By Steve LaMontia, Director of Communications
There is a talent pool in Jacksonville, Florida known as the Jacksonville MABL. As evidenced by the name, the MABL league is technically an 18-over league and has become even stronger thanks to the pandemic. We’ll let league president Joe Hellett explain
“This league has been around since the late 80’s in the traditional 30-over format but we added the 18-over element in the mid-90’s and it has stayed there ever since,” said Hellett. “Our average age is in the mid-20’s, though we have some players in their 50’s.”
A mid-20 average age is enough to put shivers up and down this old 60-plus spine, as my bat speed is well below what is needed to turn on any 90+ fastball, but as the commercial says, ‘wait, there’s more’!
“We were the beneficiary of no college or minor league baseball being played because of the pandemic so many players decided to play with us. To say that we have the best possible quality baseball in the area is an understatement.”
Yikes! I would pay admission to watch this MABL league play.
“We started on June 24th and hope to end in August with playoffs in September,” said Hellett. “However, summer weather in Florida can produce daily rain so you never know what will happen to your schedule. We usually have two sessions, regularly beginning mid-April with playoffs in August, followed by a ten-game fall season from mid-September to Thanksgiving. We don’t get a ton of teams in the fall because football is so crazy down here but this year will be a little different, I think.”
How has the pandemic affected the way these young horses feel about playing baseball in Jacksonville?
“It’s really pretty simple. There are just a few things we needed to monitor, since these guys are all about straight-up baseball. One, if you’re sick you can’t play and you need to take a couple of weeks off and then show you are OK. You can wear a mask if you wish but it is not mandatory. Lastly, keep your social distancing as best you can in the dugout. There are no strict rules about that, we just encourage you to be smart. It’s too darn hot in Florida to wear a mask on the field so that was voted down but we do see some guys wearing them on the sidelines.

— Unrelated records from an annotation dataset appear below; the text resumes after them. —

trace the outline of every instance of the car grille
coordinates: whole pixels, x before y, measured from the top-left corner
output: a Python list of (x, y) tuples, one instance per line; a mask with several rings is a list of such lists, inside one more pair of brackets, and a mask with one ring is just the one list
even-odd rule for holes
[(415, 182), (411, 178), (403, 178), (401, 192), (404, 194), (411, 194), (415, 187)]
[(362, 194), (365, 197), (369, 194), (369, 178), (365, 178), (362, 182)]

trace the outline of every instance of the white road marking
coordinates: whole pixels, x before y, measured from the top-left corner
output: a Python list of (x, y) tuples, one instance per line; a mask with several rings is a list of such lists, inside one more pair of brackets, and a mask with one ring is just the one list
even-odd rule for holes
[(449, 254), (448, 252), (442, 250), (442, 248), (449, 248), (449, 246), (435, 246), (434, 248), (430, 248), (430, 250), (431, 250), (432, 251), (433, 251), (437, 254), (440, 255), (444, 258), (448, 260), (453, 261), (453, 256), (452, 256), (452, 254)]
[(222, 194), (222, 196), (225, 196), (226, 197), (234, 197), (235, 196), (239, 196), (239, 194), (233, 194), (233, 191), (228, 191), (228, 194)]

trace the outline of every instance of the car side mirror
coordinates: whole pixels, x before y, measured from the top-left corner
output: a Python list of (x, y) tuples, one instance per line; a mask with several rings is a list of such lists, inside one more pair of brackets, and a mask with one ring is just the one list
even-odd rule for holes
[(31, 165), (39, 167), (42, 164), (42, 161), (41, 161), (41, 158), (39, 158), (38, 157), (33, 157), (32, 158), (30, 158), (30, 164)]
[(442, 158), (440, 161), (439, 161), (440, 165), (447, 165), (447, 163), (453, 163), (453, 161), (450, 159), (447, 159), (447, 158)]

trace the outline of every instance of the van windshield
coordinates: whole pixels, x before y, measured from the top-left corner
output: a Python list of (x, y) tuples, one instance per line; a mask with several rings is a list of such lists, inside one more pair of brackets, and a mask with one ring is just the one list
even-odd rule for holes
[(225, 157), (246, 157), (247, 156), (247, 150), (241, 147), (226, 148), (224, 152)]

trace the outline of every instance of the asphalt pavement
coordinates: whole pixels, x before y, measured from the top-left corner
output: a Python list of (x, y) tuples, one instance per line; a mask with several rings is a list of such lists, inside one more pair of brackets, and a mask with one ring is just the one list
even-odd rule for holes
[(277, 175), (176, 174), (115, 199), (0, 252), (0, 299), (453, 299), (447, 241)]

The umpires can also wear a mask if they wish. We actually started with the umpires standing behind the pitcher’s mound but with the quality of these players it became dangerous to be standing out there. That experiment ended quickly and thankfully without incident!”
Joe took over as president in 2014 and all games are located right there I Jacksonville on Wednesday and Sunday evenings. The 30-over division was attempted again last year with the hope to possibly attract players from other counties but it didn’t go as planned so they abandoned the idea.
“We found that the older division was filled with guys who were old enough to play but were playing on other teams in our MABL division. We really weren’t attracting anyone new and only supplying another format for them to play. We decided to just leave it alone for now, at least until some of the players wish to go to the older division exclusively.”
Joe remains the player/manager of the Indians while holding down third base. He also attends the MSBL Fall Classic in Florida on occasion.
“The last time I went was in 2015 but look forward to getting back there. A lot of our players take part. It’s a great time, if we can pull our players away from football and the NFL Jaguars for a little while!”
Joe is a high school social studies teacher, which is why it is a little tougher for him to get away for fall tournaments. But this down time has given him the time to concentrate on the league and the rules set forth by the county and state as he strives to make the baseball experience as normal and exciting as always.
“I concentrate, as always, on making this league the best it can be, at all times. We attract quality teams and that is our focus: quality and top-notch competition. The sheer number of players who come back year after year is a testament to the league. There are no other leagues like ours nearby. I guess after over 30 years of being in existence we must be doing something right. I sure hope so.
We just try to provide quality, competitive baseball and I think our league is better than ever, especially this year!”